We think you need these skills to ace Data Science Manager
Some tips for your application 🫡
Show Off Your Projects:In the world of data science, your projects can speak volumes about your skills. Make sure to showcase a few key projects in your CV or portfolio, especially those that highlight your ability to work with data sets, build models, or use relevant tools like Python, R, or SQL. Don’t forget to include links to any GitHub repositories if applicable!
Quantify Your Achievements:Employers love numbers! When drafting your CV, highlight your achievements with quantifiable results. For instance, mention how your data analysis led to a certain percentage increase in efficiency or revenue at a previous job or project. These details can really make your application pop!
Craft a Tailored Cover Letter:For a full-time role at hackajob, your cover letter should reflect your passion for data science and your excitement about the specific projects or values of the company. Dive into why you’re a good fit, how your skills align with their needs, and any unique perspectives you can bring to the team.
Stand Out with Relevant Courses and Certifications:Although experience talks, relevant courses or certifications can be your ticket to impressing hiring managers at hackajob. Mention any standout courses you've completed that equipped you with essential skills, such as machine learning certifications or data visualisation courses. This shows your commitment to continuously developing your skills in the field!

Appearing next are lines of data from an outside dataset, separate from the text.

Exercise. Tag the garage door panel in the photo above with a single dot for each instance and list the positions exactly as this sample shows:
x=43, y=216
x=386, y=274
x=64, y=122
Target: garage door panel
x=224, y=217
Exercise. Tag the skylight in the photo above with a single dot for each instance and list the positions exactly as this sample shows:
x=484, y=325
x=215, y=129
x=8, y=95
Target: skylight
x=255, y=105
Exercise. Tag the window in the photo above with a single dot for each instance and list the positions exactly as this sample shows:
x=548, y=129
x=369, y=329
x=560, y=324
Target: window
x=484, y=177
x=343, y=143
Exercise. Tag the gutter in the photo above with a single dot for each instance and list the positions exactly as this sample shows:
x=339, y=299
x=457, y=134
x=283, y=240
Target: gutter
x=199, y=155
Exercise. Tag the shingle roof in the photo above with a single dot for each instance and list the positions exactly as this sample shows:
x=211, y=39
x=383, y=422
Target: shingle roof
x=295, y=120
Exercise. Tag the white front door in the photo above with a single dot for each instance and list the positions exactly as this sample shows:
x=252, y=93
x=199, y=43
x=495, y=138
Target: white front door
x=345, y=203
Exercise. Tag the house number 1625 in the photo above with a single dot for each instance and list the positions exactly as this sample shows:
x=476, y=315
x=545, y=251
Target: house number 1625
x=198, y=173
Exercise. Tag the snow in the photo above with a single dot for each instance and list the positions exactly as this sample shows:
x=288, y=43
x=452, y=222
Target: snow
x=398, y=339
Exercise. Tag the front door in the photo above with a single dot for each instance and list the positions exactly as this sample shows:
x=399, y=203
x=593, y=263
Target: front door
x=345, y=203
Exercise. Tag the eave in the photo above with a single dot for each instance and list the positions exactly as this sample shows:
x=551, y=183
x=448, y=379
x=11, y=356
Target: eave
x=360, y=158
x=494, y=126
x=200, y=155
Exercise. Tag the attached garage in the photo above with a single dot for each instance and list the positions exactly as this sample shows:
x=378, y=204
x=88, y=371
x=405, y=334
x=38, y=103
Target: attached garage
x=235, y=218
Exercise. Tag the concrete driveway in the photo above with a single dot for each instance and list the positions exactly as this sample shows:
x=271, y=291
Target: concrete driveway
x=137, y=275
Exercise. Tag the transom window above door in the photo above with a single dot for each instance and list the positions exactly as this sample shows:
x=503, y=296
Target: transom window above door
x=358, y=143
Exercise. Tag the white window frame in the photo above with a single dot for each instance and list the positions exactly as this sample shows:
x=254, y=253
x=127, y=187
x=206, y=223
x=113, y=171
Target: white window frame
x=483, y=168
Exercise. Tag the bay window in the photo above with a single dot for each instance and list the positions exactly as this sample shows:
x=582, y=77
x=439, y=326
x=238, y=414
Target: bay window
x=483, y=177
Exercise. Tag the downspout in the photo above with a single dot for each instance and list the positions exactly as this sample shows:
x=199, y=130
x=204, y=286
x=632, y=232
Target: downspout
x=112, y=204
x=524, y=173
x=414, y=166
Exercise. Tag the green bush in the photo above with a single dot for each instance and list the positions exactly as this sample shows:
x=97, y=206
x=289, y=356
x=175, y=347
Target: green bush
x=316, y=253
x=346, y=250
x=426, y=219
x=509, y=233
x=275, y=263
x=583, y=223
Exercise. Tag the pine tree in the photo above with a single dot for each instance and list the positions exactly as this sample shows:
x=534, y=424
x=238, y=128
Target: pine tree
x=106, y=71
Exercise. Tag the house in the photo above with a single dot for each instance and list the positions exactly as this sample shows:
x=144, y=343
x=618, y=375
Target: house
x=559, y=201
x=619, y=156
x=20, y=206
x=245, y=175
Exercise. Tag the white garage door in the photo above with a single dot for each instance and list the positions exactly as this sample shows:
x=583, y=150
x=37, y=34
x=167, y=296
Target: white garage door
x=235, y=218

How to prepare for a job interview at hackajob
✨Brush Up on Your Statistics
For a data science role, we need to seriously sharpen our statistics skills. Get ready to tackle technical questions on probability distributions, hypothesis testing, and regression analysis. These are often the bread and butter of data science interviews, so don't just skim over them!
✨Showcase Your Projects
Prepare a killer portfolio showcasing your data science projects. We should include details about the datasets used, the tools and techniques applied, and the impact of your findings. If we can walk them through a particularly challenging project or a cool visualisation that had real-world implications, it’ll really make us stand out!
✨Get Comfortable with Python and R
Most data science positions require us to be proficient in programming languages like Python and R. We should practice common libraries like pandas, NumPy, and scikit-learn, and be ready for live coding exercises or algorithm questions. Showing off our coding chops can really impress the interviewers at hackajob!
✨Prepare for Case Studies
Expect to encounter real-world case studies during the interview. We might be asked how we’d approach a data problem or analyse a dataset to extract insights. It's essential to think out loud and demonstrate our problem-solving process so that the interviewer can see our logical thinking in action.